Besides not writing or podcasting I pretty much stopped my blog reading. As I returned to Google Reader last week, I had the maximum 1,000+ posts on each of my subscription categories. So I simply pressed the “Mark all as read” button on most categories except for wine blogs.

In my perusal of the past several days, a few posts stood out. But none of these got me thinking more about wine blogging than Jeff’s post over at Good Grape on how 98% of Wine Bloggers Are Hacks. When I saw Ryan’s post today asking the difference between amateur and professional wine writers, I started to think about my credentials, or lack thereof, for what I do here.

Jeff’s post highlights veteran wine writer Matt Kramer’s piece about how 10,000 hours of training is the minimum to attain expert status in any field. Said another way, that’s 3 hours a day for 10 years. It’s been 9,458 days since I turned 21 back in the early days of the first Reagan Administration. To be fair, my wine drinking started three years earlier due to the drinking age in New York being 18 at the time but I really didn’t get into wine until I transfered to a university in northern California in 1980. If I assume that I spent an hour each day studying wine since then, I’m nearly at that 10,000 hour mark now. But my daily consumption of wine didn’t really begin until the mid-80’s and tasting wine is not the same as reading about wine.

So I’m still very much a hack by this definition.

Ryan’s post this morning asked when a blogger crosses the threshold from amateur to professional status? Since by definition an amateur does not get paid for doing a particular task this seems like an easy question. But in this age of affiliate marketing and sponsorship most wine bloggers can earn some sort of income from blogging. But this is not yet enough to earn a living for any wine blogger I know so I guess most of us are still amateur wine writers (or critics, if you like).

But I don’t think this matters very much as wine bloggers are starting to be taken seriously by consumers. Expert or professional status might have been the hurdle for wine writers in the print era but in today’s low-cost, online personal publishing era this barrier has evaporated.

I’ll still working on getting my 10,000 hours in, anyway ;-)

Putting ‘frogs in a wheelbarrow’

by Tim Elliott on June 22, 2007

The conversation around my proposal for a unified wine blogger rating system has brought both sides of the numerical issue to the forefront. In the comments here and around the blogosphere we have seen agreement, push-back and, well, poetry.
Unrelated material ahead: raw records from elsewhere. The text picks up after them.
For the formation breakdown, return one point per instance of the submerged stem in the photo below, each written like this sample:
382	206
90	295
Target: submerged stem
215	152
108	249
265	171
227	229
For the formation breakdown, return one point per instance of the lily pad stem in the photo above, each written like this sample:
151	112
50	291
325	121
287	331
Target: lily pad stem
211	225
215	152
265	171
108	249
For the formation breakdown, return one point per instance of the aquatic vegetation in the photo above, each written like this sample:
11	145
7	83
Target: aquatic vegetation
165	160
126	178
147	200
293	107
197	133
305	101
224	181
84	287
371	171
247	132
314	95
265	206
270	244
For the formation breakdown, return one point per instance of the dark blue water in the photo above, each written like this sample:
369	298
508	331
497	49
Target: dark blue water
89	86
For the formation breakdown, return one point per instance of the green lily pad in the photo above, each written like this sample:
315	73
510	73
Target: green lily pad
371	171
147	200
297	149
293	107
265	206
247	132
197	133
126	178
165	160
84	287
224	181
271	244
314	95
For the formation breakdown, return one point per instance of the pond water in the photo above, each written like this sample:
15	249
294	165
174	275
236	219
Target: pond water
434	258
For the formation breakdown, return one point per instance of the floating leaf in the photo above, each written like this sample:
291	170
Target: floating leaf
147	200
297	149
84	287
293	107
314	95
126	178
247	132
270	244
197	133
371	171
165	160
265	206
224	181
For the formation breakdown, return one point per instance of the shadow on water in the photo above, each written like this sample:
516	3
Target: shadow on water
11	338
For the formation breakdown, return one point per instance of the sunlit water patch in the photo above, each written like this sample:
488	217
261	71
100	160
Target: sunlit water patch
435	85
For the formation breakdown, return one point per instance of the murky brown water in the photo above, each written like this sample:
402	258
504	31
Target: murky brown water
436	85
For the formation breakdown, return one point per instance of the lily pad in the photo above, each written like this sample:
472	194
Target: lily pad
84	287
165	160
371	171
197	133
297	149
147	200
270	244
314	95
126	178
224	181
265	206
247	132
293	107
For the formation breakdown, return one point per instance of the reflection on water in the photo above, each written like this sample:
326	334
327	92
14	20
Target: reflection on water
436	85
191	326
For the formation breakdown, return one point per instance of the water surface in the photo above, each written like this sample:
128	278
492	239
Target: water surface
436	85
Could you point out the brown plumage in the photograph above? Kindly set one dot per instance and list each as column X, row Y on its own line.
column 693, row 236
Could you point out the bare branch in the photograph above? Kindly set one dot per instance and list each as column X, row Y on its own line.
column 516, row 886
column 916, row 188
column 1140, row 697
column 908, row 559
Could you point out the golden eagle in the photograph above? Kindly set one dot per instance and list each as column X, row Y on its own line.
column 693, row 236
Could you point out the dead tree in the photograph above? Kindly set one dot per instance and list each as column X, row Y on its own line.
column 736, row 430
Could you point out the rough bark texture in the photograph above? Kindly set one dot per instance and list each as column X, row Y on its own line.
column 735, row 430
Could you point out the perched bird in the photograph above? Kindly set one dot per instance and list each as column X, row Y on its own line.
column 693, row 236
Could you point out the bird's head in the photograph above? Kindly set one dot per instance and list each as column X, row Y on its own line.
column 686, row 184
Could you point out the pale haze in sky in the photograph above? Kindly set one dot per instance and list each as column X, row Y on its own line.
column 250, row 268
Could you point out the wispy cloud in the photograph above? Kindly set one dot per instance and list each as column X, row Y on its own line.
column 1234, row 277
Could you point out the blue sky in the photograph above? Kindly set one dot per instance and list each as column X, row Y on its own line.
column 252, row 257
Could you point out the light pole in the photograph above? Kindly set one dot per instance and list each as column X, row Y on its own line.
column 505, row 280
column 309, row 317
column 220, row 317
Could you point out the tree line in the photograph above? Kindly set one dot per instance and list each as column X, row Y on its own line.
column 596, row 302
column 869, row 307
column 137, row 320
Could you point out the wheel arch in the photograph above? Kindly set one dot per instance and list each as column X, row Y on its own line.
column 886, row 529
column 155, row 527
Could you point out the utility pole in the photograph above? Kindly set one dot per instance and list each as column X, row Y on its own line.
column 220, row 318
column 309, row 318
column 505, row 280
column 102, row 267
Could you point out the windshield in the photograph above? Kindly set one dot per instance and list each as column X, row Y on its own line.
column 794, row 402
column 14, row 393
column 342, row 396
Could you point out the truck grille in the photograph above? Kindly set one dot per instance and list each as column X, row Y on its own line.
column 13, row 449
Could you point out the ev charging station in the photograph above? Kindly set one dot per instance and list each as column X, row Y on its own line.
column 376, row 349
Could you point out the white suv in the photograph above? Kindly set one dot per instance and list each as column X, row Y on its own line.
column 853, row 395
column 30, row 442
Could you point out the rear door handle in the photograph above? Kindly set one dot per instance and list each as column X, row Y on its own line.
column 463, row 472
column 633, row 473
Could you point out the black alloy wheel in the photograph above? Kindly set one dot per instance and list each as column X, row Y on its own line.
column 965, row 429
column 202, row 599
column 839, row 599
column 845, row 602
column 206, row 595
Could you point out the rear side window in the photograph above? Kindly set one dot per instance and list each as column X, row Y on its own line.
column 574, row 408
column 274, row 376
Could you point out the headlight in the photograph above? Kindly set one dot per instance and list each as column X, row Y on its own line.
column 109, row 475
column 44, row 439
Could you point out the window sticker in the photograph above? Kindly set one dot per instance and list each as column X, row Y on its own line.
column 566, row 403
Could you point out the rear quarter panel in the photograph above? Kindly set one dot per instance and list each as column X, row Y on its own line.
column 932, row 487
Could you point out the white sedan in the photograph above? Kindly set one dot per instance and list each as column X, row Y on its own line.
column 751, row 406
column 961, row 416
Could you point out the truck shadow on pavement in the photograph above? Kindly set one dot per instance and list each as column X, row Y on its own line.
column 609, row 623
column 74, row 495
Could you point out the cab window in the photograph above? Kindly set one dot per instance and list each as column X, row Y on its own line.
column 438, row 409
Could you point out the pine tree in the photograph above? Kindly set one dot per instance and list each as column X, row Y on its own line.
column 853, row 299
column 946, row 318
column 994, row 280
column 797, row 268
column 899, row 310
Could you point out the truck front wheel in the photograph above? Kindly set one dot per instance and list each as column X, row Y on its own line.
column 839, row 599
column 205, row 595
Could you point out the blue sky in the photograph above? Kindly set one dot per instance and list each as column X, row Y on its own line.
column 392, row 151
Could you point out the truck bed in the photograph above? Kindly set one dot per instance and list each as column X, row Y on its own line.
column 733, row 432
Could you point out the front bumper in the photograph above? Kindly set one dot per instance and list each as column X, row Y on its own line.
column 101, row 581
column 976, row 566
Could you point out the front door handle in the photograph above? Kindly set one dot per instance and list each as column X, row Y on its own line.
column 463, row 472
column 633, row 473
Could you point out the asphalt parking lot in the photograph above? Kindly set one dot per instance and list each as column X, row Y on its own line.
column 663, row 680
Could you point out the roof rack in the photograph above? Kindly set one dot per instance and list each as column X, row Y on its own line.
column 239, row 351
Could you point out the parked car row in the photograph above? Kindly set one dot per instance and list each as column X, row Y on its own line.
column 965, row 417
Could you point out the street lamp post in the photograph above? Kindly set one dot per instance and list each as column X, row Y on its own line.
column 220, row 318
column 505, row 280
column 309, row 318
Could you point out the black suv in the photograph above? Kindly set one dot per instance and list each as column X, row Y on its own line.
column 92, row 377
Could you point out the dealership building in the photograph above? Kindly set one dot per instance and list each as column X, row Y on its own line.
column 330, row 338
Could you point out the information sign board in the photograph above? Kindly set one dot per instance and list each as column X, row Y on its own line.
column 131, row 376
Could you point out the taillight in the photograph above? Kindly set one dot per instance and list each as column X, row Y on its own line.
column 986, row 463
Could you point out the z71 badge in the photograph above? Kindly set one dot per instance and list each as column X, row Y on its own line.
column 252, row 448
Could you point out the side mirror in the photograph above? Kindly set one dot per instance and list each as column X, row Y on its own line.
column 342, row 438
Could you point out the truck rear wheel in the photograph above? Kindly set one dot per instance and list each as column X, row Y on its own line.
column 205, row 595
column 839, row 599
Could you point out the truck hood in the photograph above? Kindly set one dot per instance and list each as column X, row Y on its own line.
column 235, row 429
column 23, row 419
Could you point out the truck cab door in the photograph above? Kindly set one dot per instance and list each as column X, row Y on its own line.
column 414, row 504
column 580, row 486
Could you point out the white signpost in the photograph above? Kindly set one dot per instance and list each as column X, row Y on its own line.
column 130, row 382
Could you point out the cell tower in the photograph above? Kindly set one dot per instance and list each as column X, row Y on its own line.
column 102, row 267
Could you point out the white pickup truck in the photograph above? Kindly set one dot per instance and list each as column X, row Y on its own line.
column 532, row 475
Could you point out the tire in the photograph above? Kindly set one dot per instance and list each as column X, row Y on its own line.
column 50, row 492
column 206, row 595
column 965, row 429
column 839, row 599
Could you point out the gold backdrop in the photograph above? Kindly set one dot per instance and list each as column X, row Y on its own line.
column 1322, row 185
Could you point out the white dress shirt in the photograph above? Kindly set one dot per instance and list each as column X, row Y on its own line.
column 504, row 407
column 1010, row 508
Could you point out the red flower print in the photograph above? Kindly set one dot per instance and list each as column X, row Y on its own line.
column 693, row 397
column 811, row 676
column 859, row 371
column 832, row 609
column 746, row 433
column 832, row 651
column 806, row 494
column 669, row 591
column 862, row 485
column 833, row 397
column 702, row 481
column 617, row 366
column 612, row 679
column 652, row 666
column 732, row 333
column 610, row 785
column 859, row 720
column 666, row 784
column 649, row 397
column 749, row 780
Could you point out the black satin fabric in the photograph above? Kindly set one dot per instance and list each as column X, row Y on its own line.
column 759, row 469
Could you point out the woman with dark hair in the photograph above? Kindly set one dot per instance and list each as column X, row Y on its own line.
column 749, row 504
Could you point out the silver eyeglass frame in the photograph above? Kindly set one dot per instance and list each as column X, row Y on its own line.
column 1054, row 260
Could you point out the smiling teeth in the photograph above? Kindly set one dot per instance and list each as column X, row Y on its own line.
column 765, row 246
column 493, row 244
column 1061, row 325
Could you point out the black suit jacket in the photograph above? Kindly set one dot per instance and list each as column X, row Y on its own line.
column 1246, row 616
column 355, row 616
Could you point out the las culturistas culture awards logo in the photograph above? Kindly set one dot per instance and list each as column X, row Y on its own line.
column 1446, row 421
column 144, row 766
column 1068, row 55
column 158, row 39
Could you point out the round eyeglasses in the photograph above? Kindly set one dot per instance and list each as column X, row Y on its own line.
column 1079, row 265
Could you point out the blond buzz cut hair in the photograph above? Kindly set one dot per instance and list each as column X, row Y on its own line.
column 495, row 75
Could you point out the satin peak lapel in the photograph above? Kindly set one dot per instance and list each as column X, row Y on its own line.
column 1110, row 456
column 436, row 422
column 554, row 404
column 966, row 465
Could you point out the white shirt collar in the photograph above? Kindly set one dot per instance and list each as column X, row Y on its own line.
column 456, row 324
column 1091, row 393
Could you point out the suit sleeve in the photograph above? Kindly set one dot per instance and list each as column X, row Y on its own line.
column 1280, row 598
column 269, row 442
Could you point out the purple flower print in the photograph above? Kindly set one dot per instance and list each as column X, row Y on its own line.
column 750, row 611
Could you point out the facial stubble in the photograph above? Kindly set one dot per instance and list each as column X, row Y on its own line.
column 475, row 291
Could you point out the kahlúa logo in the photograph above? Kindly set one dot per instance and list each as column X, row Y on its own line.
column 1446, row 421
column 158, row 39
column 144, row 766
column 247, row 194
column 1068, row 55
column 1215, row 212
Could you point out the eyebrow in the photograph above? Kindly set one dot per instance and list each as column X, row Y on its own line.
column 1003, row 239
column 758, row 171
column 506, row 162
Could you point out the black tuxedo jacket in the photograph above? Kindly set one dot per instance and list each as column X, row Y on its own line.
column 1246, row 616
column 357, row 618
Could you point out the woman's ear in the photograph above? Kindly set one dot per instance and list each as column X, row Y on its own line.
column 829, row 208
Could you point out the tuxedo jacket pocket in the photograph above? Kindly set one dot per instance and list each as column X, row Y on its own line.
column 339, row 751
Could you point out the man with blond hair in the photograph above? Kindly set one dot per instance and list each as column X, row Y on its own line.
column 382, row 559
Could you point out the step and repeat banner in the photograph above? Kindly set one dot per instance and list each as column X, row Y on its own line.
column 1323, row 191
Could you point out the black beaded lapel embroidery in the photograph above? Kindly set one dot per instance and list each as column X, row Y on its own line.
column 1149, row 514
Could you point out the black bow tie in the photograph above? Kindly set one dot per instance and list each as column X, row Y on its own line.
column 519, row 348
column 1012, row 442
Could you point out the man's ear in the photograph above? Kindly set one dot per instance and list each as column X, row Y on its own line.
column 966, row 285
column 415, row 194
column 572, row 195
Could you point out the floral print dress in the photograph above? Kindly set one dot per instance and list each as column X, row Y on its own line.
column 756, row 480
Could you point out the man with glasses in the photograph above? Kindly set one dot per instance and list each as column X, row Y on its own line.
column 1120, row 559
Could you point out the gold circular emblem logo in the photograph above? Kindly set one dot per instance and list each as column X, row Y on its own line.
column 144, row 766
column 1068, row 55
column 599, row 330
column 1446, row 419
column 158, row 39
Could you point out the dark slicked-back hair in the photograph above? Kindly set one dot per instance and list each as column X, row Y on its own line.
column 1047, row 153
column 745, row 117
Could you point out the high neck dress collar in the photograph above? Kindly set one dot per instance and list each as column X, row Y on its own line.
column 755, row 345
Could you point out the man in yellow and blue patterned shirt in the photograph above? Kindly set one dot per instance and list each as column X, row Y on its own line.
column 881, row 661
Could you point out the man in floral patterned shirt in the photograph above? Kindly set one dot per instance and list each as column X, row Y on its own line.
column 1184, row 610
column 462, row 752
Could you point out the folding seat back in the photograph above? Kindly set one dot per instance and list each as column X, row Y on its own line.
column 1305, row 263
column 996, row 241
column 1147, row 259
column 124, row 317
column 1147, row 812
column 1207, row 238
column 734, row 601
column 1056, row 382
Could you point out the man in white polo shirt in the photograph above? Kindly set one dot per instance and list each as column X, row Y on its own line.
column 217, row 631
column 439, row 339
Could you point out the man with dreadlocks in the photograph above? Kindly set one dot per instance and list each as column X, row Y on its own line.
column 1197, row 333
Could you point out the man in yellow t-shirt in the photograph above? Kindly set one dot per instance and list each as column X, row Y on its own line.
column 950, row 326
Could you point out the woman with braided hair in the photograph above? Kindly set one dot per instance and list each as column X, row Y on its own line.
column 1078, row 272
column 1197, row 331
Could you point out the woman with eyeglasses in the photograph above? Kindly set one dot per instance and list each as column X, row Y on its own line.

Now seems like the right time to put on the table how this system might work in practice. After thinking about this some and considering what Ryan wrote the other day, I humbly propose we wine bloggers adopt the following rating scales:

Overall Wine Quality

* Flawed, Not Recommended
** Average
*** Very good, Recommended
**** Delicious; A Wine of Distinction
***** Outstanding; A Classic Wine

Value/QPR

* Bad Value
** Average Value
*** Good Value
**** Great Value
***** Excellent Value

We can discuss the merits of adding half-stars to this mix once I get a read on the community’s reaction to this proposal. In the meantime, vote on what our icons should be below (aggregator/email readers might have to click back to the site to vote):

{democracy:4}

Thanks to everyone for their thoughts on this modest proposal. I believe we are making some progress here.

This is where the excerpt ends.